Son yılların en sıcak günlerini yaşıyoruz. Termometreler 40 derecenin üzerine çıkıyor, barajlar alarm veriyor, tarım arazileri kuruyor. Artık “yaz aylarında biraz sıcak oldu” diyerek geçiştirilecek bir durum değil; iklim krizi kapımızda değil, evimizin içinde.
İstanbul’dan İzmir’e, Diyarbakır’dan Konya’ya kadar birçok şehirde insanlar susuzluk tehdidiyle karşı karşıya. Bir yanda musluktan damlayan son damlayı biriktirenler, diğer yanda lüks sitelerde sınırsız su tüketimi… Eşitsizlik, iklim krizinin yükünü daha da ağırlaştırıyor.

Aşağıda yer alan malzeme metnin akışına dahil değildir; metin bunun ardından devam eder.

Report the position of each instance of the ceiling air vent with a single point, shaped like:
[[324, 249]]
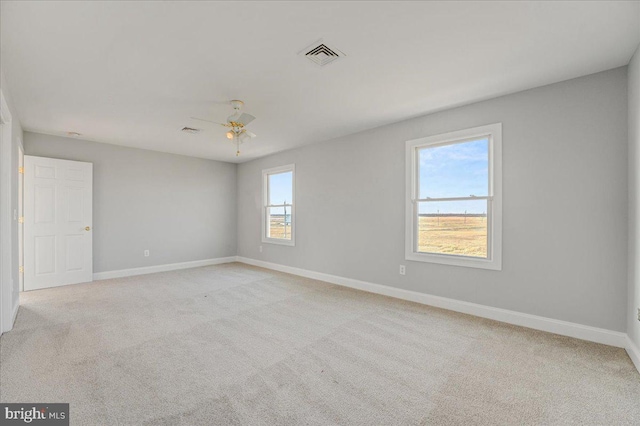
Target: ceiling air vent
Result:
[[190, 130], [321, 54]]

Bilim insanları yıllardır uyarıyor: Eğer suyu dikkatli kullanmazsak, enerji politikalarını değiştirmezsek, gelecek nesiller için yaşanabilir bir dünya bırakmayacağız. Ama günlük telaş içinde, sanki sorun yalnızca birkaç yaz mevsimiyle sınırlıymış gibi davranıyoruz.

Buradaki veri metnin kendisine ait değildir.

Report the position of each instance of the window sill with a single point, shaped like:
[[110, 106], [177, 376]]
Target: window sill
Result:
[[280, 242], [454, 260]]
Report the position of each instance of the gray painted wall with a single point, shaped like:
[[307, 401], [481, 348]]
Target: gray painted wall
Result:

İklim krizi, yalnızca doğa meselesi değil; aynı zamanda ekonomi, sağlık, güvenlik ve adalet meselesidir. Çünkü su bittiğinde, gıda da biter; umut da biter.
Açık Soru:
İklim krizini ciddiye almak için daha kaç rekor sıcaklık yaşamamız gerekiyor? Susuz geleceğe hazırlanıyor muyuz, yoksa hâlâ günü kurtarma peşinde miyiz?